The ideas within the motion included reminding drivers to switch off their engines while waiting outside schools, hospitals and at level crossings, with plans for a ‘Switch if off’ campaign to be run across the county.

There are also plans to increase the number of charging points for electric vehicles and to make sure that all planning policies include criteria to protect the air quality when new developments are built.

Mr Boram said: “West Sussex County Council cannot deliver everything in this important matter but it can lead.

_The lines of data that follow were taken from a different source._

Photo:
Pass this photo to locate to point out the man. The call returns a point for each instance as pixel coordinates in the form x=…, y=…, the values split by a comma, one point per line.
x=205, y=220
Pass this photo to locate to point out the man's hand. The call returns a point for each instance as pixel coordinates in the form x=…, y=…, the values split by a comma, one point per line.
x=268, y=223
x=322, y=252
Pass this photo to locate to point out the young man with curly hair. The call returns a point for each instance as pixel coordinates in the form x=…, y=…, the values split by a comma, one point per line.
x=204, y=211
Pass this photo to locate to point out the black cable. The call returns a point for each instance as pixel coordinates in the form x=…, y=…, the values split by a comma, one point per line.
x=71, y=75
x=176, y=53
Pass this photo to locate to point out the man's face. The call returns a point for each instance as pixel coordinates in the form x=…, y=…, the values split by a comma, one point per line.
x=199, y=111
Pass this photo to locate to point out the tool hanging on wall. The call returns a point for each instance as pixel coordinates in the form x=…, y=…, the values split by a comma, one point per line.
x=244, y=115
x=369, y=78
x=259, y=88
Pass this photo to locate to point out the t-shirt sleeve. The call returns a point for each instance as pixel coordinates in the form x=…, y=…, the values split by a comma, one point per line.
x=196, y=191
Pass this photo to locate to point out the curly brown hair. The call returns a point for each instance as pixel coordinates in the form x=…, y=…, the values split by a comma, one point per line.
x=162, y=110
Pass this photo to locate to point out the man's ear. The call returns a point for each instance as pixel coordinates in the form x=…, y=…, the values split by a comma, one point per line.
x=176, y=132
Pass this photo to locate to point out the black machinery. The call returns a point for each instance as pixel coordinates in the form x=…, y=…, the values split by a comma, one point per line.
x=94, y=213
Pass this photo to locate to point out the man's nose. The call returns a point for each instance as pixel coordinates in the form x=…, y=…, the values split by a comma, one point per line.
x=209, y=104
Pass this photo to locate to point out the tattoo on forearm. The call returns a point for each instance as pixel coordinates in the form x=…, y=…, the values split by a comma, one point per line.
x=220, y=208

Not only in the way it delivers its own services, but also through planning policy and lobbying for more effective legislation.”

The motion was supported by members of all parties.

If a council discovers an area where air quality is poor and could affect people’s health, it must declare it to be an Air Quality Management Area.

Deborah Urquhart, cabinet member for environment, said West Sussex currently had ten such areas, with an 11th likely to be declared this year.

Of the ten, she said five were still exceeding standards laid down by DEFRA, the Department for Environment, Food & Rural Affairs.

Mrs Urquhart said the work being put in place was ‘very much the start of a journey’.

She added: “Our health and prosperity depend on the health of the planet on which we live.

“And from the air we breathe to the water we drink, the food we eat and the energy that powers our homes and our businesses, we need to protect and sustain the health of the natural environment.

“Nowhere is this more true than in the case of air quality. Air pollution is the top environmental risk to human health in the UK.

“West Sussex County Council and all West Sussex district and borough councils are committed to ensuring that our county is a healthy place to live.

“Whilst we do not suffer the difficulties of large cities, we do have areas where average levels of pollution breach limits and where ongoing improvement in air quality is particularly needed.”